The Company’s product is currently distributed in nearly 30,000 retail locations in the U.S., including participating 7-Eleven stores, Racetrac, Loves Truck Stops, Valero, Hastings Entertainment, MGM Resorts, Harrah’s, Terrible’s Gas Stations, Stripes Convenience. The company also has licensing and distribution deals in Australia, New Zealand and Canada. This smells like a big fat Hansens, aka Monster Energy (MNST).

With the backing of a a Four-Star rating from BevNET Magazine, the leading beverage industry trade magazine, the Hangover Joe’s crew, complete with nurses to administer The Recovery Shot to guests, is a regular at major sporting events and concert gatherings around the U.S. And, unlike energy drinks and shots that rely on caffeine, The Hangover Recovery Shot contains only as much caffeine as a single cup of premium coffee to help anyone quickly feel revived and alert, without the exhausted crash later.

HJOE, currently priced at 0.07 is a must add to the list of penny stocks.

About FHWY Stock

According to reports issued by OTC Stock Review, FITT Highway Products, Inc. is a rising star looking to become the leader in the multi-billion dollar industry of energy drinks and energy shots.
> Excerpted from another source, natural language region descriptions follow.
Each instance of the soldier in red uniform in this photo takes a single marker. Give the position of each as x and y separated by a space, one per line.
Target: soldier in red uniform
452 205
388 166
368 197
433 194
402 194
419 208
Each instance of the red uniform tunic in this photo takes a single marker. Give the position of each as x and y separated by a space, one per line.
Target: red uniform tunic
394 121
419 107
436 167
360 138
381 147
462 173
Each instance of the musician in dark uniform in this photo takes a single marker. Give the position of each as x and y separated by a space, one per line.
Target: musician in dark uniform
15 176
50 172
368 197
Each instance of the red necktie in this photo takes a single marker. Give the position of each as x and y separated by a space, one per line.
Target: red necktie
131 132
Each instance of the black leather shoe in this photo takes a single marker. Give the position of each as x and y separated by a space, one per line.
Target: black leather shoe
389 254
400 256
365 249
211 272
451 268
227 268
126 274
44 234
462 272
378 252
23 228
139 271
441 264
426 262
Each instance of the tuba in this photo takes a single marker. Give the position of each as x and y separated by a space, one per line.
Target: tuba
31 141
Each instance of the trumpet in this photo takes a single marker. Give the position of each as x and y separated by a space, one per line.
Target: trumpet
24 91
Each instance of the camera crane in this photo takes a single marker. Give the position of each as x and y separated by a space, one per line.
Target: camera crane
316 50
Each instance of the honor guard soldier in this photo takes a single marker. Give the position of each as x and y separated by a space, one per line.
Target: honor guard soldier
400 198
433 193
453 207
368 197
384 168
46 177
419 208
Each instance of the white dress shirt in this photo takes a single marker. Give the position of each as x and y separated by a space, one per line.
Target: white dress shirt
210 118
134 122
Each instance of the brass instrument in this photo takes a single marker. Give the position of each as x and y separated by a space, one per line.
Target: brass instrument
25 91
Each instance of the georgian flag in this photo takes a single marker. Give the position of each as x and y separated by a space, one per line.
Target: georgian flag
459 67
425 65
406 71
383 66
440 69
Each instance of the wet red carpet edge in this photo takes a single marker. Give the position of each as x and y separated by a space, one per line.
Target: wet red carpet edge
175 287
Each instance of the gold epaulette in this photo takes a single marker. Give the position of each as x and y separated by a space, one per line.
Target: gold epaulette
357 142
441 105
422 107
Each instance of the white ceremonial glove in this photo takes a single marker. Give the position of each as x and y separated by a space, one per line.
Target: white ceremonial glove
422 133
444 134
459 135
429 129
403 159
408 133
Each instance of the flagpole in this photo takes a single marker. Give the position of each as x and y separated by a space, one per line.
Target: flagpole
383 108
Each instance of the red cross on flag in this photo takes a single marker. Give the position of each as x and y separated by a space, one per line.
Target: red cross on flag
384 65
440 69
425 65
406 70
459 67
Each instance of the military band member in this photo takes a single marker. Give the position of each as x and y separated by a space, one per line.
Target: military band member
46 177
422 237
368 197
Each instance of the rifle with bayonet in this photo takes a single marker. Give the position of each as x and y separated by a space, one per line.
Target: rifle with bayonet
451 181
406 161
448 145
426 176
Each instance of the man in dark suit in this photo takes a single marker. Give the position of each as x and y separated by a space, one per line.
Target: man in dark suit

Yeah, yeah, yeah. We have all heard it before how this energy drink or that energy drink is going to dominate the market. But wait….

Better yet, don’t wait. FITT gets a nickel for every bottle of F.I.T.T. Energy sold which was set to debut in retail convenience stores in California and Nevada and is essentially the same formula as the Who’s Your Daddy® energy shot, but also contains additional ingredients which various scientific studies describe as having certain possible health and fitness benefits.

Prior to the Q2 of 2009, the Company manufactured on an outsource basis, marketed, and distributed both canned energy drinks and a two-ounce energy shot under the tradenames Who’s Your Daddy® and The King of Energy® which were suspended to focus on modifying the Who’s Your Daddy energy shot, changing its name first to “F.I.T.T. Energy With Resveratrol”, then to “F.I.T.T. Energy for Life”, and creating a marketing program targeting a broader demographic for this product. As of March 31, 2012, FITT Highway Products had $o cash and $0 sales.

As for their stock, Sacks Motor Sports, Inc. got 4,000,000 restricted shares of FHWY stock on top of the 1,000,000 free trading they already received to write off its previously recorded $1,790,000 judgment against the Company. They owe Christopher Wicks, former CEO of Omni Ventures (OMVE), $202,000 on a $252,000 note payable settlement agreement from February 1, 2008. In fact, according to a May announcement by the FITT Highway: Since 2010, the Company has reduced its balance sheet debt by $3,908,000 (inclusive of the settlement with Sacks Motor Sports, Inc.) either by debt compromise or conversion to equity. It has accomplished this through the issuance of 11,202,256 shares of its common stock and the payment of only $20,500 in cash. Also, in 2011, the Company has issued 4,500,000 shares to its two current employees as consideration for $415,000 of accrued but unpaid wages. Finally, the Company since 2010 has issued 13,720,000 common shares valued at $1,336,000 to service providers in lieu of cash payments for operating services.

FITT Highway had a negative working capital in excess of $5.1 million as of March 31, 2012 which included the $1,790,000 owed to Sacks. It’s about time this Company got sacked actually.

Bottom Line: The penny stock of Hangover Joes, HJOE, needs t be an immediate addition to your list. At 0.075, this is an easy triple or better. FHWY is not one we would waste anytime watching.